I notice repos are not being updated so I check background jobs. Now there’s a dashboard but when I started using gitlab you had to check the process table.
Currently sidekiq says sidekiq 5.0.5 gitlab-rails [10 of 25 busy].
And in the Busy queue I see the following 1 week old job.
I know from previous incidents that trying to make it Stop does not help. So for troubleshooting purposes I send TTIN signal to sidekiq and save the log.
https://paste.fedoraproject.org/paste/2jsHS5oxnjmtw1Oq-cpIvw (it’s live until august 8th on this link)
I have no idea what it all means but I see a lot of references to connection and blocking so I tried restarting both redis and postgres but it did not help.
Eventually, as with all the other incidents the last 6 months, I’m forced to kill sidekiq with a KILL signal. The bundled gitlab restarts it and jobs tend to go through and repos are updated at this point.
And this repeats at least twice a month. Depending on how much I use gitlab. I seem to discover this issue everytime I create new repos.
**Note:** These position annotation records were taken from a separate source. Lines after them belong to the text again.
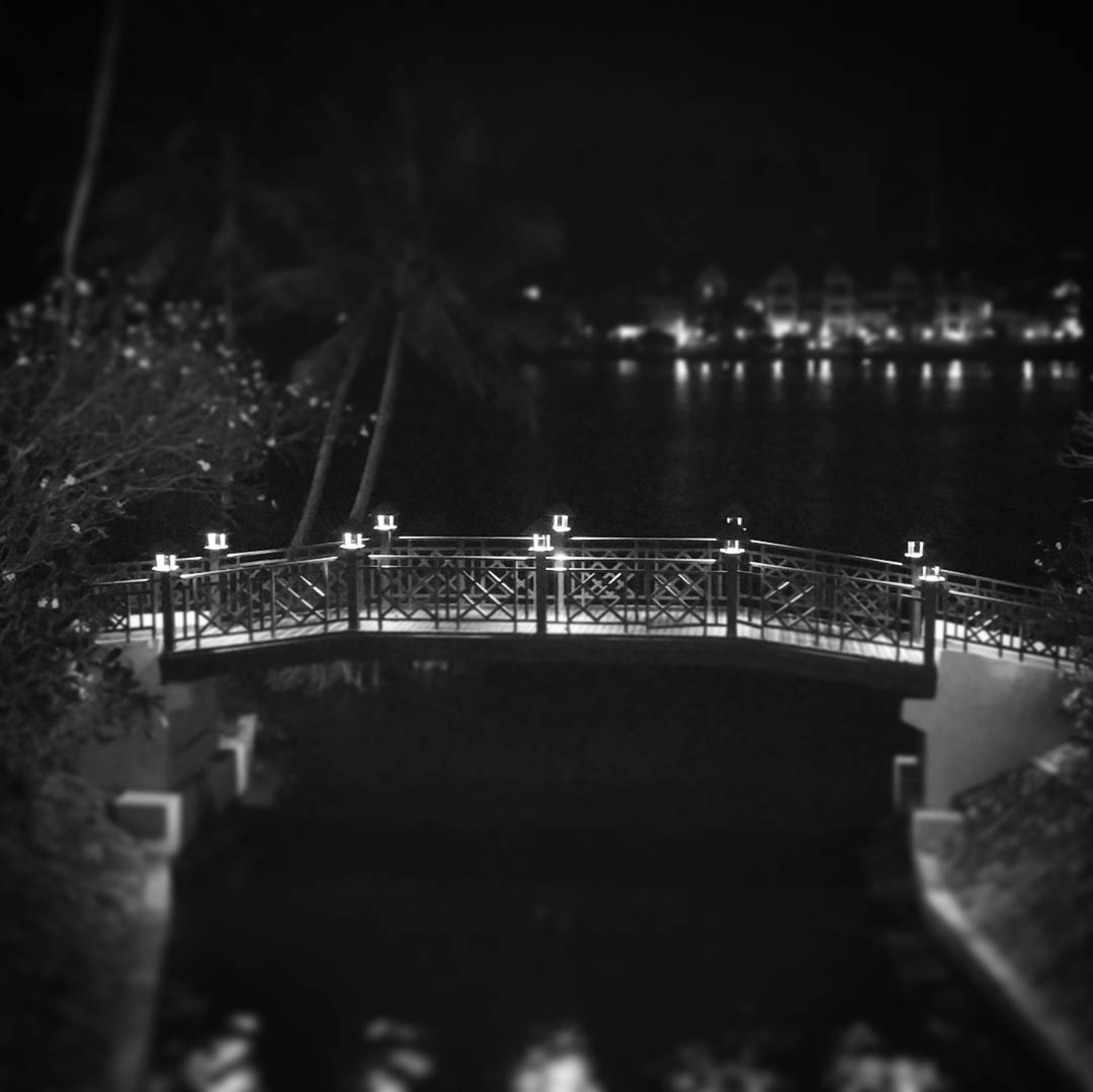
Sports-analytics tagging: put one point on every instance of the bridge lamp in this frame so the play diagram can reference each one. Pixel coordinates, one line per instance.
(735, 536)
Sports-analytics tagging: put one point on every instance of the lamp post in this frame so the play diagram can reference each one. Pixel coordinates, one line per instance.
(560, 531)
(540, 546)
(914, 555)
(931, 580)
(385, 529)
(165, 565)
(216, 551)
(352, 543)
(735, 548)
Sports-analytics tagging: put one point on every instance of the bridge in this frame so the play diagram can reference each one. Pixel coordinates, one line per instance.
(561, 597)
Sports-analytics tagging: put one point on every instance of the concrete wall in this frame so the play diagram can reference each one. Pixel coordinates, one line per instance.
(988, 716)
(166, 749)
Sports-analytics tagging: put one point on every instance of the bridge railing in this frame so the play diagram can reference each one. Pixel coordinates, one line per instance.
(841, 603)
The machine I run gitlab on has plenty of resources. It’s a vcenter 6 VM with no swap used, 255M RAM free, 2.7G RAM cached and plenty of disk free on the gitlab volume. Two CPU cores with load average: 0,20, 0,14, 0,13 just before I forcibly kill sidekiq.
It runs CentOS 7.
I’m using the ce package but I’ve separated nginx and postgres. Nginx is on the same system but also used for other sites.
Postgres is on a separate VM in the same subnet and same vcenter cluster.